Al comenzar mi primer año como Presidente del Comité Global de Seguridad y Protección de IAAPA, he tenido la oportunidad de reflexionar sobre los aspectos en los que nuestro sector destaca y aquellos en los que todavía necesitamos reforzar nuestra preparación colectiva. El sector de las atracciones es, desde cualquier punto de vista objetivo, un sector seguro: trabajamos con normas técnicas sólidas, invertimos en formación y nos esforzamos por fomentar culturas de seguridad fuertes. Al mismo tiempo, como el panorama de la seguridad sigue evolucionando, nosotros debemos avanzar con él.
Un tema recurrente que he observado en mi experiencia profesional, mis investigaciones y mis conversaciones con operadores es que muchas organizaciones se sienten seguras en algunos ámbitos de la gestión de crisis, pero menos preparadas en otros. A menudo nos centramos más en las comunicaciones de crisis que en la respuesta operativa que se produce cuando se desencadena un incidente. Yo me refiero a esto como los "primeros X minutos", los primeros momentos críticos en los que las decisiones tomadas por los equipos de primera línea y los líderes operativos determinan los resultados a largo plazo para los clientes, los miembros del equipo y el propio establecimiento.
Esto no es una crítica a los operadores. Las atracciones son entornos complejos centrados en los clientes, no organizaciones de servicios de emergencia ni agencias de gestión de catástrofes. Sin embargo, en esos primeros momentos, los operadores son los primeros en responder. Las medidas que se toman antes de que lleguen las agencias -establecer el mando, proteger a las personas, estabilizar la situación- definen si un incidente es controlado o caótico.
Una de las conclusiones más importantes de mi investigación es que la preparación no consiste en predecir todos los escenarios posibles. Sí, se necesita un plan, pero existe una relación directa entre la extensión de un documento y cuántas personas lo utilizarán realmente.
El objetivo no es el volumen, sino la capacidad de decisión.
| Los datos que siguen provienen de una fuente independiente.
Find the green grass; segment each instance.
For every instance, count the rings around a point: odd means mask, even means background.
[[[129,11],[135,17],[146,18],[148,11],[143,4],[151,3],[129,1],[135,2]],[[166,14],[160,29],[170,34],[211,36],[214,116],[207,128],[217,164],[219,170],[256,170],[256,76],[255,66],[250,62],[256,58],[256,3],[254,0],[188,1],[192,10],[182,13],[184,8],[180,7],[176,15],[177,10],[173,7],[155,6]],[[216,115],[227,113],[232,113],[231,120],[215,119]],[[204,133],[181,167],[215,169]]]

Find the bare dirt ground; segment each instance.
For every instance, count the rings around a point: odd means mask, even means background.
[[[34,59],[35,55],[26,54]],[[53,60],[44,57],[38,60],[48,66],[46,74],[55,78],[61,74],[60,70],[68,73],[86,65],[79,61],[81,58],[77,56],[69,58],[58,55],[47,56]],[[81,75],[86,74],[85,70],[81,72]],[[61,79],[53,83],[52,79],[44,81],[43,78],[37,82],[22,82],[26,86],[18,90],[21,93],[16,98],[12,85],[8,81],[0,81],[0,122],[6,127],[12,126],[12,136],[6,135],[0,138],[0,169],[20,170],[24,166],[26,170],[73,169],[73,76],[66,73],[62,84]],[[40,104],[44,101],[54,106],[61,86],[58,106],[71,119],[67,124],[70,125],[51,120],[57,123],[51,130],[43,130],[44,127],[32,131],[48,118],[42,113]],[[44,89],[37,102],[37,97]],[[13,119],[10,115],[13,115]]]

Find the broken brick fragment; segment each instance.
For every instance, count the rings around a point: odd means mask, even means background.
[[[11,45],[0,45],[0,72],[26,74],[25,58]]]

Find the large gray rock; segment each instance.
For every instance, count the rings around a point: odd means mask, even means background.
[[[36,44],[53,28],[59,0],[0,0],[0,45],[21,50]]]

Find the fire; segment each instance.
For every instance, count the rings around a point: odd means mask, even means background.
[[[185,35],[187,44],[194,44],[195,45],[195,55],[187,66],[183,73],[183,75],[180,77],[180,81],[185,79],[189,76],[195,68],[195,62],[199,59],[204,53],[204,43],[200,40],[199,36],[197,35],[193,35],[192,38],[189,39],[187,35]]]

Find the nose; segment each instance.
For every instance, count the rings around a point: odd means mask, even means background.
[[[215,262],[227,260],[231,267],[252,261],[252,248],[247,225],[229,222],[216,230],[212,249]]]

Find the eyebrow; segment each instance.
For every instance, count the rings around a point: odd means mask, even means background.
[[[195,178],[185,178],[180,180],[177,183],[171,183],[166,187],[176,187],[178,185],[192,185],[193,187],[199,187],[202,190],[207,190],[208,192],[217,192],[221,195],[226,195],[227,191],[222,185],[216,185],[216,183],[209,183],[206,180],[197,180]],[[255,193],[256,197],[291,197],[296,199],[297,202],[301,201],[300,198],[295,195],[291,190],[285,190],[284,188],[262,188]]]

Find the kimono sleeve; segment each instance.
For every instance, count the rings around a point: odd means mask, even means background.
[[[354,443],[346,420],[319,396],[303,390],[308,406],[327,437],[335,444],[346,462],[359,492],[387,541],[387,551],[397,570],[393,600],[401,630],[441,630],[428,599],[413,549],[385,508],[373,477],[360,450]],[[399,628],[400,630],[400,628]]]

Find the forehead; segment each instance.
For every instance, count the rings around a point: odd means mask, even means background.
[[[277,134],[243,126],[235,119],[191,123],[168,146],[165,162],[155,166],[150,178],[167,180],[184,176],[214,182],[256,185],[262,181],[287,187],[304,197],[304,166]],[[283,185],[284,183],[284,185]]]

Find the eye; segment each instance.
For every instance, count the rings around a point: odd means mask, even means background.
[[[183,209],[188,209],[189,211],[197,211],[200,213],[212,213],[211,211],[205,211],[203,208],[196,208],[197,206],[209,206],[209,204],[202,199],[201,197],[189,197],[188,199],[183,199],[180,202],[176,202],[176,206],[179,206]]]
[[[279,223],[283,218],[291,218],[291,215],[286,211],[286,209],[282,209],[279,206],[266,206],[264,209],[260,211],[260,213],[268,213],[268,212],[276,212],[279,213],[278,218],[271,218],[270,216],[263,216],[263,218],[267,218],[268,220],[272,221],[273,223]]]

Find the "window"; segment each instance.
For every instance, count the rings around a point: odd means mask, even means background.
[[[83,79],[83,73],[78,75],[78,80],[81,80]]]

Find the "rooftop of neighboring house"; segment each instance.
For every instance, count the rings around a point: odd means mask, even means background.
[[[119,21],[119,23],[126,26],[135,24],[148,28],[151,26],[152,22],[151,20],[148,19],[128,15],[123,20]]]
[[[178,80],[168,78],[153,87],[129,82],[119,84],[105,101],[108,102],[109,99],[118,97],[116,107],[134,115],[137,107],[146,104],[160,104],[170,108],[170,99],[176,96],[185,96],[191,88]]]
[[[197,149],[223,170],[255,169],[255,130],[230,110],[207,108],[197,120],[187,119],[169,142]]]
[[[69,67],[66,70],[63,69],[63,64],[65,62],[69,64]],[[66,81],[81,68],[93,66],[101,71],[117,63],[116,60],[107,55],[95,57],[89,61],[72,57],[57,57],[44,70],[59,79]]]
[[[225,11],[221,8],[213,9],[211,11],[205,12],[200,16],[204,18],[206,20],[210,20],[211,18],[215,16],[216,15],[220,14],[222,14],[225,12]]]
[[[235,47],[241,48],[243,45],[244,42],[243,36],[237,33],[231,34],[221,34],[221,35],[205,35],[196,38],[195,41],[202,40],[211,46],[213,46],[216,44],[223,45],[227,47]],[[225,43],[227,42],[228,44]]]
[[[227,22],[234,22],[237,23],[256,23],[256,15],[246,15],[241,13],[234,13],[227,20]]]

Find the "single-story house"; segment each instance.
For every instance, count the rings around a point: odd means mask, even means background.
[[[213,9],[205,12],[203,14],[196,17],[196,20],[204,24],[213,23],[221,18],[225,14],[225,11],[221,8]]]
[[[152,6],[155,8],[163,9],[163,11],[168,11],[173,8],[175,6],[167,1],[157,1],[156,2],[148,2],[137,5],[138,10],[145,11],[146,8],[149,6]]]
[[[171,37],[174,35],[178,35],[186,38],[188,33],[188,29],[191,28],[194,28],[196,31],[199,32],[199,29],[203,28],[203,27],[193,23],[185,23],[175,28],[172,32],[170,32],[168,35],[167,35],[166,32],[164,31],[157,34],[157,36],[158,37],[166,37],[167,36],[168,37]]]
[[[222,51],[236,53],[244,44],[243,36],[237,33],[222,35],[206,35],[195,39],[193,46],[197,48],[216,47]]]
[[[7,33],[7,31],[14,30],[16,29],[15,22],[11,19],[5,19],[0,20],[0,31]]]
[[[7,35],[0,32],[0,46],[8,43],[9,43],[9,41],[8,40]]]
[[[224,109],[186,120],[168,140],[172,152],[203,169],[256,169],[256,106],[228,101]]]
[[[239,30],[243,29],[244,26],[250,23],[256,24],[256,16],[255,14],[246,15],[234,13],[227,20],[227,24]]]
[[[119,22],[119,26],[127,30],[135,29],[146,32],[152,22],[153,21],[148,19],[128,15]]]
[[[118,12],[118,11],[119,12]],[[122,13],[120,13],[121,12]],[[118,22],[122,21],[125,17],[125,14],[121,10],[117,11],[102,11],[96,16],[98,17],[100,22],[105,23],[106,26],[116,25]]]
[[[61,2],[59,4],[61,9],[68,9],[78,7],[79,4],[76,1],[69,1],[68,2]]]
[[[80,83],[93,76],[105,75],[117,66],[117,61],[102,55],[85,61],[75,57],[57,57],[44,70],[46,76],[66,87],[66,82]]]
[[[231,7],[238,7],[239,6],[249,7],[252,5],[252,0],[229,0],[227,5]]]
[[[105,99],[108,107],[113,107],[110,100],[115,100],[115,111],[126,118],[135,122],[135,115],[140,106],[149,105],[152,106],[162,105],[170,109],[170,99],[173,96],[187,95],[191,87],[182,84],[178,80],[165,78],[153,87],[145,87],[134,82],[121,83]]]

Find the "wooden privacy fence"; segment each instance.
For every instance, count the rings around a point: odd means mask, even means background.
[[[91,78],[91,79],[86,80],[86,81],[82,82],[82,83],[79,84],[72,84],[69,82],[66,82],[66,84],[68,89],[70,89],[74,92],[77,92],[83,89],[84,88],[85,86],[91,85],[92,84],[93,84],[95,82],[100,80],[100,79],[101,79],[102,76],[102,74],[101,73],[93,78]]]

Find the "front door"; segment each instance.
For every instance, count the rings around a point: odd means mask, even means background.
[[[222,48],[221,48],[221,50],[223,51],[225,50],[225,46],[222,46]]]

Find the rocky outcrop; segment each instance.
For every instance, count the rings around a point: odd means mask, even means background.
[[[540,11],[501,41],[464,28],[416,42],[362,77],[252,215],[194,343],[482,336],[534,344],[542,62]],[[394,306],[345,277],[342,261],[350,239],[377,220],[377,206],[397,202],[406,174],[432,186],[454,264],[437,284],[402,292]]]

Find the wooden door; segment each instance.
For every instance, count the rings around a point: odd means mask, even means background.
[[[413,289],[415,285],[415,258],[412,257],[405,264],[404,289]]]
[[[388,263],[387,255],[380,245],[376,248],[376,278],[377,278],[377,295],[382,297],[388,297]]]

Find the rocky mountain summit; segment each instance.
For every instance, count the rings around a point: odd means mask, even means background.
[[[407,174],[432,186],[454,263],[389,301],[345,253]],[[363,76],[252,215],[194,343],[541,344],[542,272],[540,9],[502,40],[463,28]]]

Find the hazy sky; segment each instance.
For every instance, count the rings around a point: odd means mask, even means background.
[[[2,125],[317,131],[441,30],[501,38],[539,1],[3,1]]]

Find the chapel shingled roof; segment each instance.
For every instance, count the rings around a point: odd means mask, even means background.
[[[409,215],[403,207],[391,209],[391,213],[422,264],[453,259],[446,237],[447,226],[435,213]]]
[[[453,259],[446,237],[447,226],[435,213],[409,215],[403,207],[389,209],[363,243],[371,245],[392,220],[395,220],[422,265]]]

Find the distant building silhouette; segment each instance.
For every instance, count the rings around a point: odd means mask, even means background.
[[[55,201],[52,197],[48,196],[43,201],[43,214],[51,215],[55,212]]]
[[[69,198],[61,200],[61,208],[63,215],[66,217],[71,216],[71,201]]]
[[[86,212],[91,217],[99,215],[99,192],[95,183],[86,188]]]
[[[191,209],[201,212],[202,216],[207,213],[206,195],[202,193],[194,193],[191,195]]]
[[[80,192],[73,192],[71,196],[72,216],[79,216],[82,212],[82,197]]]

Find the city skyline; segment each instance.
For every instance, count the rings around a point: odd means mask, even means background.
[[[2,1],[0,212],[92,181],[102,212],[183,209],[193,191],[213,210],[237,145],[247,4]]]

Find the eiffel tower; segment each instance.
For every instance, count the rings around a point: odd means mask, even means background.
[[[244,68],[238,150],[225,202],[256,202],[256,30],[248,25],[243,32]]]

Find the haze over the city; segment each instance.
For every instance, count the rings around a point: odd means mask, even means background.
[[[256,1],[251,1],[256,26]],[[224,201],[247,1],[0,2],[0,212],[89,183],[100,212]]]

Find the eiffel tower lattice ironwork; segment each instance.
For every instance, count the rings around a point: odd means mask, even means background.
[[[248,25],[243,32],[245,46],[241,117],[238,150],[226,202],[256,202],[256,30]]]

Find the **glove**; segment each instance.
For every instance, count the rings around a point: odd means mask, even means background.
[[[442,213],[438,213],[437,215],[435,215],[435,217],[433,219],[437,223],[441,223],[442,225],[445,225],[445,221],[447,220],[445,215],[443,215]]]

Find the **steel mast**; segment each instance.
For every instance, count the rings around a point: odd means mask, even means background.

Los operadores que invierten en planificación estructurada, formación realista y ejercicios conjuntos con los servicios de emergencia están mucho mejor posicionados para gestionar los incidentes con eficacia. La preparación no elimina el riesgo, pero reduce drásticamente la confusión cuando algo sale mal.
Como me recordó un antiguo presidente del Comité de Seguridad de la IAAPA, citando a Winston Churchill: "Nunca desperdicies una crisis" Cada incidente contiene lecciones, no sólo para un operador, sino para toda nuestra industria. Las industrias fuertes comparten esas lecciones, aprenden de ellas y utilizan los hallazgos para elevar los estándares para todos.